Irina Pogosian, qui est professeur d'université, la décrit ainsi :

"Ces deux journées ont été très difficiles à titre personnel. Parce que c'était le centenaire, il y avait plus d'évènements qu'à l'habitude. En tant qu'Arménienne, même si ma famille n'a pas été affectée par le génocide, c'est très douloureux. Le simple visionnage d'un film à la télévision me tirait les larmes des yeux. Je ne pouvais quitter la maison. Ces familles qui ont survécu continuent d'élever leurs enfants avec cet héritage. Il n'est pas perdu. Les histoires passent de génération en génération, dans la famille et les cercles d'amis. C'est pourquoi le sujet demeure toujours aussi  traumatisant pour les Arméniens, même 100 ans après, et ces atrocités ne peuvent être oubliées. Tout le monde connaît au moins un Arménien qui a été affecté par les évènements, quelqu’un dont la famille a perdu sa maison et la vie."

Mais il y eut aussi de l'inattendu dans les réponses apportées par certains aux questions ayant trait aux commémorations et à ce qu'elles signifiaient pour eux.

"Les 1,5 million de morts, ils sont comment dire, trop comme Jésus à mes yeux, je ne peux les expliquer." déclare Silva Arslanyan qui est venue avec son mari de Beyrouth au Liban pour assister à la cérémonie de canonisation d'Etchmiadzin.

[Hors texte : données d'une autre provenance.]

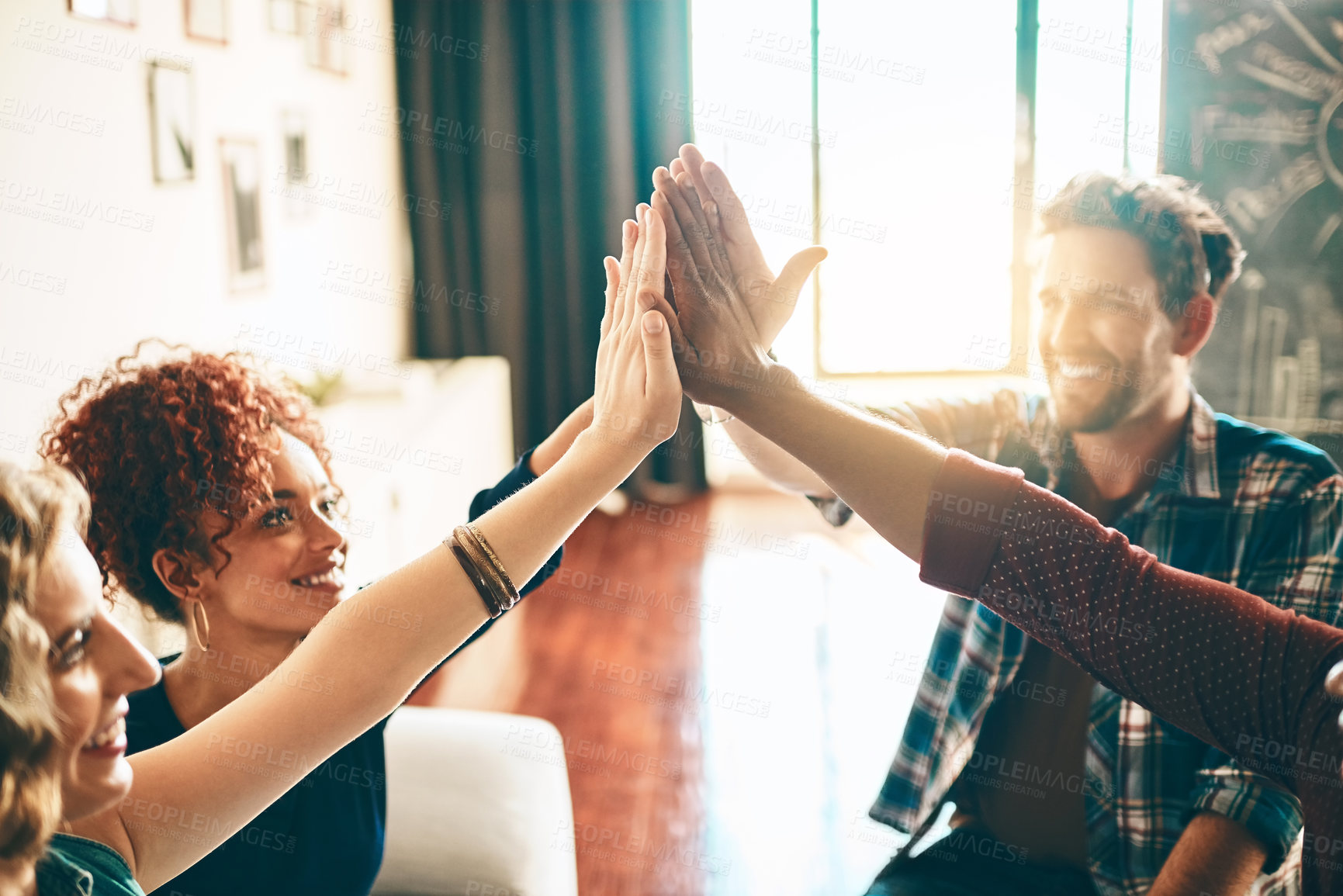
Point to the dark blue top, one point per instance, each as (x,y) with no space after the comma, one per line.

"Pas de mots" émergeait encore et encore des réponses des spectateurs de la cérémonie. Cela peut sembler évident, vu la décharge émotionnelle provoquée par la béatification d'1,5 million de victimes. Mais la perte des mots suggère également autre chose: après que tant de mots ont été prononcés, les gens ressentent l'inutilité de ceux-ci. Il est clair qu'en ajouter ne parviendra jamais à défaire une mauvaise action. La canonisation aura-t-elle un impact mondial ? L'impact global importe-t-il ?

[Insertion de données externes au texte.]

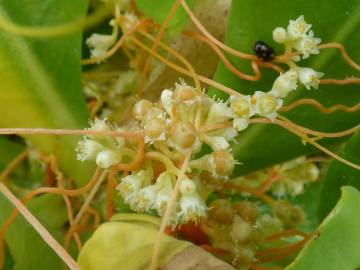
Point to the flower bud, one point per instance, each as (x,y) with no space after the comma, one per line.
(241,106)
(309,77)
(280,35)
(183,134)
(241,231)
(248,211)
(155,129)
(187,186)
(284,84)
(290,216)
(221,211)
(266,104)
(184,92)
(298,28)
(223,162)
(141,108)
(88,149)
(107,158)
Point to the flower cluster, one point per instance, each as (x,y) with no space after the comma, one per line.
(181,122)
(298,37)
(99,44)
(105,151)
(293,176)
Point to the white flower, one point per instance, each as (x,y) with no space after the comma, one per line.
(165,193)
(307,45)
(298,28)
(130,19)
(240,123)
(266,104)
(309,77)
(107,158)
(215,142)
(143,200)
(187,186)
(131,184)
(166,100)
(241,106)
(284,84)
(99,44)
(219,112)
(242,109)
(192,207)
(280,35)
(155,130)
(88,149)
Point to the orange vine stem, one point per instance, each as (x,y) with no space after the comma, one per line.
(13,164)
(319,106)
(158,37)
(343,53)
(45,235)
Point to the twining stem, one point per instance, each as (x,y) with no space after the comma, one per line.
(308,140)
(164,159)
(341,82)
(190,68)
(182,70)
(319,106)
(158,37)
(13,164)
(85,205)
(60,191)
(47,131)
(45,235)
(168,212)
(117,45)
(343,53)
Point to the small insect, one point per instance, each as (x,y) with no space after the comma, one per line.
(263,51)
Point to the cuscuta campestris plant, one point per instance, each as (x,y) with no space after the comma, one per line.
(172,130)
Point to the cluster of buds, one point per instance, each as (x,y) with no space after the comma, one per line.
(181,122)
(241,227)
(99,44)
(298,37)
(105,151)
(294,175)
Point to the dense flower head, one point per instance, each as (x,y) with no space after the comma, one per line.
(298,37)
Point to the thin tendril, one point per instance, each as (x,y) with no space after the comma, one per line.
(159,35)
(343,53)
(319,106)
(341,82)
(45,235)
(116,47)
(167,214)
(13,164)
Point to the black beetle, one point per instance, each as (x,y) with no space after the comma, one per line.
(263,51)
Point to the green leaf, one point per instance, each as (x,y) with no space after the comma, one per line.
(40,78)
(339,175)
(27,248)
(250,20)
(158,10)
(338,244)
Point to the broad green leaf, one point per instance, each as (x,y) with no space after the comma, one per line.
(158,10)
(337,244)
(339,175)
(40,77)
(251,20)
(27,248)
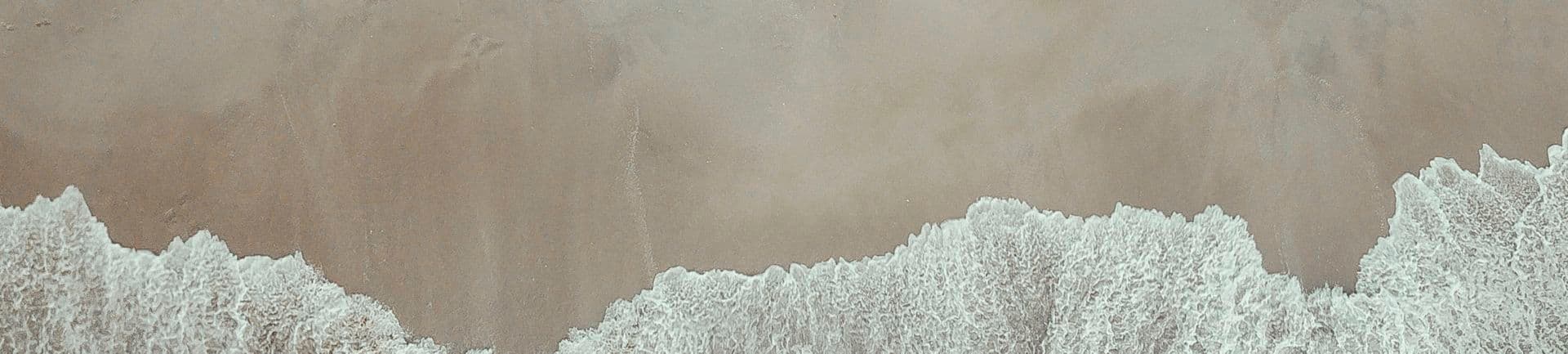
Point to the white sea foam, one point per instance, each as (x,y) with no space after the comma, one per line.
(65,287)
(1472,263)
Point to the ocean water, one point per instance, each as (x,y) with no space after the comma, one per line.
(1474,262)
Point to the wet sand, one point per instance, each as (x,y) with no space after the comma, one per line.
(497,173)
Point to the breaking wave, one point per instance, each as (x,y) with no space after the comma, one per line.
(65,287)
(1472,263)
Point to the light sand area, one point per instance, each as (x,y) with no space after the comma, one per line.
(501,171)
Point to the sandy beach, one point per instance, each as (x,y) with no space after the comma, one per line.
(499,173)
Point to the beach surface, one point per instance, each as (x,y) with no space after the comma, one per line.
(501,171)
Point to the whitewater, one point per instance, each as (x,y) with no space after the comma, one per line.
(1471,263)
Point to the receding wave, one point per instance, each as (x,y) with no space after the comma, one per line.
(1472,263)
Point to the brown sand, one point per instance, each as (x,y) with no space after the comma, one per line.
(501,171)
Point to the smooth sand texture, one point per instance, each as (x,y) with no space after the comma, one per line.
(501,171)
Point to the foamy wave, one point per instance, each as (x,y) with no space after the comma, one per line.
(65,287)
(1472,263)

Pour Margarita Mateosian, qui a voyagé jusqu'à Etchmiadzin depuis son foyer argentin, elle –même descendante de survivants, la commémoration avait une dimension profondément personnelle. "Mes quatre grands-parents ont été victimes du génocide. Ils se sont rendus en Argentine et ont commencé une nouvelle vie. Ils étaient enfants lorsqu'ils se sont enfuis, ils n'avaient pas plus de huit ou dix ans. Un [le grand-père] était à l'orphelinat, un autre dut s'échapper seul à travers le désert après avoir assisté au meurtre de ses frères. Mes deux grands-mères furent aidées par différentes familles car elles avaient été séparées de leurs mères et leurs pères avaient été tués. Je ne sais pas si [la canonisation] aura autant de signification pour le reste du monde. Mais pour nous elle est très importante. Cela fait cent ans. C'est spirituel. Pas plus que ça."

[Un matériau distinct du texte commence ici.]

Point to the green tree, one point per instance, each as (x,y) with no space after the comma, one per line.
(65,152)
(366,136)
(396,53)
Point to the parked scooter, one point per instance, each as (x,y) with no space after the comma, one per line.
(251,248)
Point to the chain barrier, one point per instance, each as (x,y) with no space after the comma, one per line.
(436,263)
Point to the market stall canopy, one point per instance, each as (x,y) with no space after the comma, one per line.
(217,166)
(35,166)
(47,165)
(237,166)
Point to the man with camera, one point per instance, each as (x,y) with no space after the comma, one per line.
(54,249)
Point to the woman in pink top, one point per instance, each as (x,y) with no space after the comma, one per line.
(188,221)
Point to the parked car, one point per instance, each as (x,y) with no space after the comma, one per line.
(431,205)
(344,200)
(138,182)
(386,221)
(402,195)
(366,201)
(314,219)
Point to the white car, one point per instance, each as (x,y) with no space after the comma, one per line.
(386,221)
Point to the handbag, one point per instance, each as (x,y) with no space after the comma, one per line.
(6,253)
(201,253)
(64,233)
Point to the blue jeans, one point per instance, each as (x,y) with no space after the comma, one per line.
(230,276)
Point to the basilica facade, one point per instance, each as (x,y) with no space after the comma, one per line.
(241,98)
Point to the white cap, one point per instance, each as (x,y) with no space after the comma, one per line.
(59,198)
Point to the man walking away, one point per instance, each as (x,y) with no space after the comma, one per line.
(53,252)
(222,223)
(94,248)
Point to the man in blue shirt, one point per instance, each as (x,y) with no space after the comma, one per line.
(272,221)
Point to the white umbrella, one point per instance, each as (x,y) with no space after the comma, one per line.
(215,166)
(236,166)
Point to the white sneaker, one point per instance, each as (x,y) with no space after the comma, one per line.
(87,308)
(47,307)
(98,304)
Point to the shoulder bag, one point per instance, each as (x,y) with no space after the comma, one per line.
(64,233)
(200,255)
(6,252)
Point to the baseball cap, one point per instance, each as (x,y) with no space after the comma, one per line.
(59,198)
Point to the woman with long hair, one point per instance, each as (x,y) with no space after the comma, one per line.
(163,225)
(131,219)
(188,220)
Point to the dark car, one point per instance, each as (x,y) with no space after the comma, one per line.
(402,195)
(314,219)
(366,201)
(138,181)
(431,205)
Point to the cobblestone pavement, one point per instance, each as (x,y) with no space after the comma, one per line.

L'histoire et la politique tiennent également une place dans la commémoration par l'Arménie des victimes. Mais c'est cet accent sur le spirituel - là où les mots parfois sont inutiles - qui a eu l'effet le plus valorisant.

L'évêque Bagrat Galstanyan, qui a pris part lui aussi à la cérémonie de canonisation a bien su le résumer: "Je ne peux rien dire quant à l'aspect politique. Mais spirituellement, d'un point de vue moral, nous les élevons de simples victimes au rang de vainqueurs. C'est un changement psychologique. Depuis le génocide de 1915 nous les avons perçu comme des victimes. Désormais nous les accepterons comme ceux qui ont vaincu la mort."